Screen-share is the path for walkthroughs (guided installs, software demos, form-fills). The agent narrates and accompanies; the user doesn't have to describe pixels to it.

5. Wrap-up + outputs

The conversation ends in one of two ways:

  • The agent decides it's done. Last phase complete, all critical goals committed; the agent closes with a goodbye.
  • The user (or your code) ends it. Roxels.close() or call.hangUp().

On end:

  1. Status: disconnecting, then ended. Frontend events fire.
  2. Final outputs run. Template-level outputs configured for the end-of-conversation lifecycle.
  3. The summary is generated. An LLM call produces a narrative summary of the conversation.
  4. The complete event fires with { summary, findings, duration_seconds, external_id, auto_close } — both as a frontend event (Events) and via the conversation-completion webhook (if configured).
  5. The iframe cleans up. Microphone released, LiveKit room left, audio stopped.

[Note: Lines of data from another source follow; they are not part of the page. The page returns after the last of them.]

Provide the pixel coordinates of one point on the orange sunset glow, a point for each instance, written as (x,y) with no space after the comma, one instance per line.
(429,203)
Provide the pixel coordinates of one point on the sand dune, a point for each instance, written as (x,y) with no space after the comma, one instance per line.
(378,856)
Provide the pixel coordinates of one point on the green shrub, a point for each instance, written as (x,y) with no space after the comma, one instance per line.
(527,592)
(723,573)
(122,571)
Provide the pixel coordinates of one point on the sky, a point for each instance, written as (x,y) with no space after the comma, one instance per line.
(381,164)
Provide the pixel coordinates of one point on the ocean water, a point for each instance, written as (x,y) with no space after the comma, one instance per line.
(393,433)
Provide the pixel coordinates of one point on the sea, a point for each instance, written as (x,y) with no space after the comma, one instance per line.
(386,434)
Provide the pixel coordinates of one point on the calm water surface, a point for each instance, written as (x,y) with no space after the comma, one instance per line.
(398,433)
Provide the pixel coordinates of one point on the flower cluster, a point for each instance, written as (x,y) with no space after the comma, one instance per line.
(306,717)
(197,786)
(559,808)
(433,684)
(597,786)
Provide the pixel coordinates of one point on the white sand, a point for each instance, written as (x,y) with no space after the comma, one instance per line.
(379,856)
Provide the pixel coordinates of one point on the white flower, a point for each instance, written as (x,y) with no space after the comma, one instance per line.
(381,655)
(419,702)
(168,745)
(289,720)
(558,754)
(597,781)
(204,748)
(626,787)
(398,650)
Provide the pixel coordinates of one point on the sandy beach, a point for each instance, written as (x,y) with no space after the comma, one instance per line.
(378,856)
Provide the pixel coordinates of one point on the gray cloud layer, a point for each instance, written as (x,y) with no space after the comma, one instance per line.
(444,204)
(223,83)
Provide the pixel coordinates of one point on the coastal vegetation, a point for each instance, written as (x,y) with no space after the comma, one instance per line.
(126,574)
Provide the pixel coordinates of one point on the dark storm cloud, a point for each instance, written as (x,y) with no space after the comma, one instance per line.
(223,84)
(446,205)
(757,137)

The conversation now lives in your dashboard with full transcript, all findings, all outputs and their delivery status, and any frames captured during screen-share.

What you can access afterward

For any past conversation:

  • In the dashboard — full transcript, findings, summary, output delivery log, frame thumbnails.
  • Via the REST APIGET /v1/interviews/iv_….
  • Via the MCP package — ask the assistant to retrieve and explain it.

Where the cost goes

Roughly:

  • The largest costs are the LLM calls — the speaker, the extraction layer, the advisors. These compound across turns.
  • Smaller costs are STT, TTS, and the LLM calls in setup (summary generation, extraction).
  • Negligible costs at this scale are the LiveKit transport, the iframe, frame capture.

Templates with many advisors, deep follow-up, and long max-duration cost more per conversation. Templates with focused goals and short conversations cost less.

How "interview" and "session" relate

The terms interview, session, and conversation describe slightly different things in the code, but in practice they're aliases:

  • Conversation is the user-facing term.
  • Interview is the older identifier in some API paths and DB fields (e.g. iv_…, /v1/interviews).
  • Session is the runtime instance — same conversation, but emphasizes the live LiveKit room.

For most purposes, treat them as the same thing. New external code should say "conversation."